On Tuesday the Helsinki District Court overruled a Helsingin Sanomat journalist who challenged the legality of a search of her home following the publication of an article on military intelligence that she had written.
The court rejected the journalist’s motion and declared the search fulfilled the requirements of the Coercive Measures Act. The National Bureau of Investigation said that it conducted the home search because it had reason to suspect that the reporter had destroyed material relating to reporting by the daily Helsingin Sanomat on the activities of the Defence Forces’ Intelligence Research Centre.
The journalist had reportedly called emergency services when a fire broke out after she attempted to destroy her computer with a hammer. Officers who arrived on the scene to investigate the cause of the fire then alerted the NBI.
The journalist had called on the court to determine whether or not the search of her home and the confiscation of certain items complied with the law. She said that the actions of the police were not lawful. Police in their turn countered that they had acted by the book.

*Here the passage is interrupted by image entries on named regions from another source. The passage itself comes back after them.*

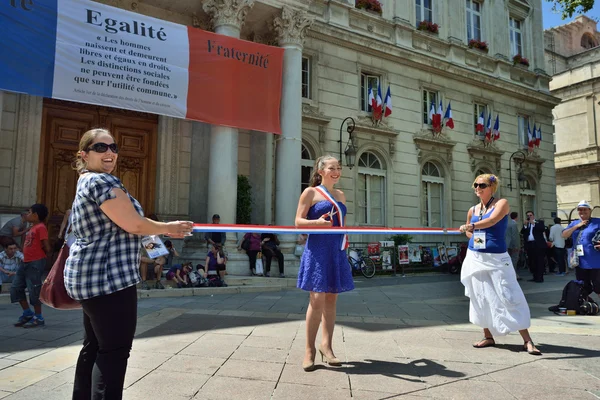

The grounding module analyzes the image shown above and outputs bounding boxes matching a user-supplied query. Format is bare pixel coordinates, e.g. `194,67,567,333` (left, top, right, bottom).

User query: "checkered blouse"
64,172,144,300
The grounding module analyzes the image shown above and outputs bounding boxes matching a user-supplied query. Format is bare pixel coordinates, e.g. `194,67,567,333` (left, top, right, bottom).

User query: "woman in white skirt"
460,174,542,355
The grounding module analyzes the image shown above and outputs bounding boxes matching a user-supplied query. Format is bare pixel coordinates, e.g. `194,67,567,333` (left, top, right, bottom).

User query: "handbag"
294,244,304,257
40,245,81,310
569,228,584,269
254,252,264,275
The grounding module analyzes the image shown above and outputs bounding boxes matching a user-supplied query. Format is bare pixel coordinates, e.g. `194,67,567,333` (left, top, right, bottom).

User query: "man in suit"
521,211,547,283
506,211,521,281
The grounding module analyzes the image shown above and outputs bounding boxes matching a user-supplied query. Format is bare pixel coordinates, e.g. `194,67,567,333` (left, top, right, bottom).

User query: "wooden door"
37,99,158,245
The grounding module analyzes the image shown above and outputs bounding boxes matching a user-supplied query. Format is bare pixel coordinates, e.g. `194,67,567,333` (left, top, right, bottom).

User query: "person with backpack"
562,200,600,296
460,174,542,355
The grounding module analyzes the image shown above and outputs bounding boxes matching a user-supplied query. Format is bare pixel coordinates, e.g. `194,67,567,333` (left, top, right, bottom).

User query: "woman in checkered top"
65,129,192,399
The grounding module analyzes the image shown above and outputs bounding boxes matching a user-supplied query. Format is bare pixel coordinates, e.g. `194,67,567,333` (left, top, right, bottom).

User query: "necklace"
479,196,494,221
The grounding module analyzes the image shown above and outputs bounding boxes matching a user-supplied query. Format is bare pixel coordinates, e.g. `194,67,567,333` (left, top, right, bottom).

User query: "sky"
542,0,600,29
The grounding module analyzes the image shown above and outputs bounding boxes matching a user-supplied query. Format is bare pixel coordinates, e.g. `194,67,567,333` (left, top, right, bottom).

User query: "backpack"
548,280,598,315
208,275,223,287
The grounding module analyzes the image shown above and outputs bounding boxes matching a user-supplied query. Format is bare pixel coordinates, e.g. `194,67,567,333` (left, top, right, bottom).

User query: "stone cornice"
355,116,398,138
556,161,600,177
307,21,560,107
413,130,456,149
302,103,331,125
273,6,314,47
467,140,504,157
202,0,254,28
554,146,598,161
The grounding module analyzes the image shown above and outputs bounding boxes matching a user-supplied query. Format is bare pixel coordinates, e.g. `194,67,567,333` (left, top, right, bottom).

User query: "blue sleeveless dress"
297,200,354,293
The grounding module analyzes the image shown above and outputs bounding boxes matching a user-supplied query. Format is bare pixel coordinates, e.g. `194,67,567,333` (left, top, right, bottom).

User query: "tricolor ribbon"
193,224,462,235
315,185,350,250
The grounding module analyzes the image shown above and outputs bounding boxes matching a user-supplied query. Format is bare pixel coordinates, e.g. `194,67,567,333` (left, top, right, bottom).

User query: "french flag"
444,102,454,129
475,111,485,133
485,112,492,141
527,122,535,150
377,83,383,113
368,85,377,111
383,86,392,117
428,101,435,125
492,114,500,142
431,100,443,132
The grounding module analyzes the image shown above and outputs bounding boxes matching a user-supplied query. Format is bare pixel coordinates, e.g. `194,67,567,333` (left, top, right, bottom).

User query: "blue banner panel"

Journalist to appeal ruling
Hearing of the matter began a few weeks ago. Following the verdict, the journalist’s lawyer, Kai Kotiranta told Yle that his client intends to appeal the ruling in a court of appeal.
“This is about the principle of protection of sources, which should be reviewed by the court of appeal. This case is not about a dispute over facts, but about principles,” Kotiranta said.
The complainants have 30 days to lodge their appeal with the higher court.
The court found that police were justified in conducting the search as a matter of urgency, without prior permission from the courts. It also ruled that during the search, police ensured that the journalist maintained the right to protect her sources.
Police search nets 19 items
The court also deemed that the journalist was suspected of revealing sensitive security information and that the search was meant to prevent the destruction of evidence.
In terms of ensuring confidentiality of the journalist’s sources, the court noted that a search representative was on hand during the exercise and that the lead investigation had given orders not to compromise the cover of any sources.
The court also found that different recording devices were still intact in police possession.
In December, NBI officials seized a total of 19 items from the journalist’s home, including notebooks, a computer and mobile phones. The journalist said that they contained confidential information from sources, but nothing relating to the story she had written about concerning the Intelligence Research Centre.
However in its ruling, the court said that the confiscated material had not been sealed in the manner required by law. The journalist argued that the material had been sealed, but said that police should have brought it to court for examination within three days of it being impounded.
Police: Search dispute delaying investigation
Police conducted the search of the journalists’ home shortly after Helsingin Sanomat had published the contentious article that contained information that had been classified as top secret.
The journalist whose home was searched was one of two people who had worked on the article. The newspaper is suspected of disclosure of classified information and the suspected leak relating to the documents is being investigated as a breach of official secrecy.
One of the lead investigators, Markku Ranta-aho, said that officials may not complete a preliminary investigation by April or May as planned. He added that the dispute over details of the home search has delayed police work.